Langsung ke konten utama

KECIMPRING

KECIMPRING, bagi kebanyakan orang mungkin ia hanya keripik singkong biasa. Namun, itu tidak akan pernah menjadi biasa-biasa saja. Setidaknya hal itu terjadi ketika aku dan Ibuk tengah berbaring bersama di atas ranjang. Sementara layar teve menampilkan seorang bintang memerankan diri sebagai penjual kecimpring.

Tidak ada yang lucu dari kecimpring. Tidak ada yang lucu apalagi remeh dari penjual kecimpring. Aku dan Ibuk sama-sama tahu, itu adalah pekerjaan yang mulia. Bahkan amat mulia bagiku karenanya aku menjadi tertawa bersama Ibuk. Pemeran penjual kecimpring yang membuatku memiliki kenangan bersama Ibuk.

Aku sama Ibuk, meski memiliki perbedaan karakter, tetapi aku sama Ibuk sama-sama aneh. Mungkin otak aku dan Ibuk tidak sama, tetapi aku yakin ada satu jaringan yang persis terikat sampai bentukannya sama. Buktinya, aku dan Ibuk tiba-tiba saja menertawakan kecimpring.

Aku benar-benar mau minta maaf sama kecimpring. Aku dan Ibuk sama sekali tidak ada berniat menyudutkan, kami hanya tertawa di tengah-tengah badai yang memporak-porandakan rumah kami. Aku ingin mengatakan terima kasih, setidaknya tidak protes sama sekali ketika dijadikan bahan lelucon.

Aku lebih menyukai kecimpring dibandingkan kenangan itu sendiri. Kalau kamu tahu, bahwa aku punya ingatan yang buruk dalam menyimpan sebuah kenangan.
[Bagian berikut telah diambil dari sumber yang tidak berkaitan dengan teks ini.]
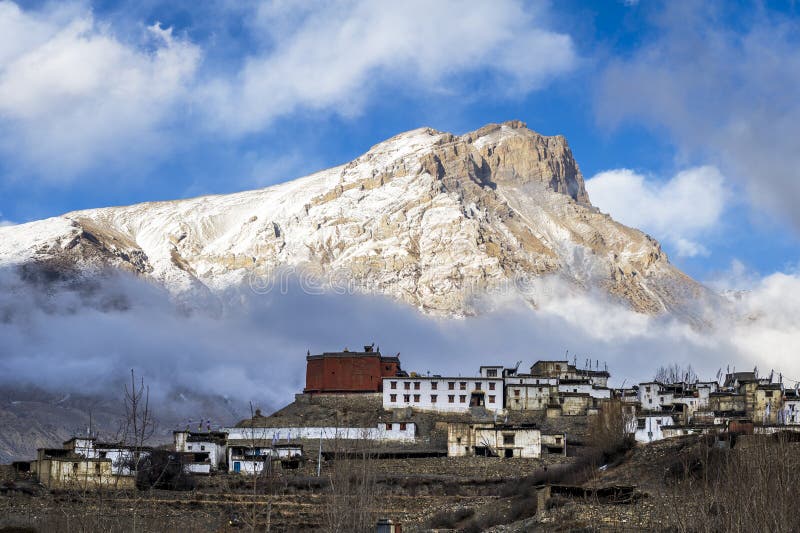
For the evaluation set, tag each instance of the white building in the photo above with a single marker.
(444, 394)
(654, 395)
(390, 432)
(253, 456)
(648, 426)
(203, 451)
(123, 458)
(791, 408)
(525, 392)
(584, 387)
(494, 440)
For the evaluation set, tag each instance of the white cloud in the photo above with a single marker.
(726, 95)
(335, 56)
(73, 96)
(678, 210)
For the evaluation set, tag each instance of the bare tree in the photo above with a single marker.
(351, 498)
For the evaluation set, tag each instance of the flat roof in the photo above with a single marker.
(442, 378)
Kapasitas memori ingatan yang kupunya benar-benad sempit. Bahkan aku hanya ingat sebagian kecilnya saja. Dan bahkan aku hanya ingat kecimpring, peran utama di cerita tertawaku bersama Ibuk.

Namun, malam ini akan kupaksakan ingatanku untuk pergi ke masa lalu. Setidaknya mengingat apa yang kubicarakan sampai membuat Ibuk tertawa. Setidaknya aku dapat mengingat jelas betapa menggemaskannya ledakan tawa Ibuk. Setidaknya aku merasa bangga dapat membuat Ibuk tertawa karena aku. Ya, setidaknya aku ada di samping Ibuk kala itu sampai di kala Ibuk harus meninggal.
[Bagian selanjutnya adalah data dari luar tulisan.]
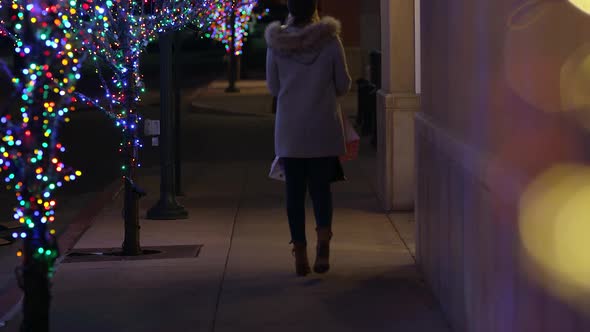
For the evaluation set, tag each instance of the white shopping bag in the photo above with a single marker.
(277, 170)
(352, 142)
Ah, ini yang kubenci dari kenangan bersama Ibuk. Ketika aku hanya ingin masa bahagianya, tetapi tetap saja bahwa ingatan akan menarikku ke ujung kenangan, tempat kematian Ibuk. Aku hanya ingin mengingat di kala aku dan Ibuk menertawakan kecimpring. Hanya itu saja.

Aku pulang sekolah waktu itu. Seperti biasa, Ibuk berbaring di atas ranjangnya. Ibuk tidak pernah bisa bangun lagi dari ranjang itu. Sudah lama sekali, aku tidak mau memgingatnya, serius. Aku tidak mau berganti pakaian, tetapi langsung rebahan di samping Ibuk. Ibuk hanya diam melihatku. Aku paham tatapan itu, aku pun ikut diam saja.
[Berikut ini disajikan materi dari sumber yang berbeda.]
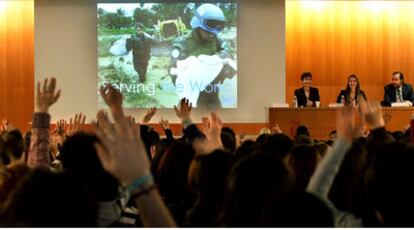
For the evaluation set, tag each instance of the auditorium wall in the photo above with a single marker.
(65, 45)
(334, 39)
(17, 61)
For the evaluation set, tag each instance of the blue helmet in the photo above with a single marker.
(208, 17)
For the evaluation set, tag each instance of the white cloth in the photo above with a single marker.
(194, 74)
(119, 47)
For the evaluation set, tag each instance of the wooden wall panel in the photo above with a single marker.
(334, 39)
(17, 61)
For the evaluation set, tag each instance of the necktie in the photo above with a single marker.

Sampai layar teve berisik suara teriakan penjual kecimpring. Aku lupa, bagaimana akhirnya aku dan Ibuk tertawa sampai terpingkal-pingkal. Aku dan Ibuk hanya menertawakan diksinya yang lucu. Aku tiba-tiba ingat, bahwa Ibuk pernah bercanda untuk membawakannya kecimpring. Ketika aku melempar diksi kecimpring dengan intonasi yang jenaka. Lalu, kami tertawa.

Sudah. Selesai. Benar-benar selesai di situ ingatanku. Namun, aku selalu mengingat sebagian kecil ingatan itu tentang akhirnya aku yang aneh dan Ibuk yang aneh menertawakan kecimpring yang aneh. Buk, Buk, kapan kita menjadi orang aneh lagi? Buk, Buk, kapan kita menertawakan kecimpring yang aneh lagi?

Buk, kita tidak pernah makan kecimpring bersama. Aneh, ya, Buk, kok kita bisa ya tertawa atas sesuatu yang sama sekali belum kita sentuh bersama-sama? Buk, nanti kita makan kecimpring sambil benar-benar tertawa, tanpa badai yang menghancurkan hidup kita lagi.

Buk, semoga jalanmu damai dan mulus. Aku hanya berusaha berdoa, Buk. Buk, Buk, aku capek kangen.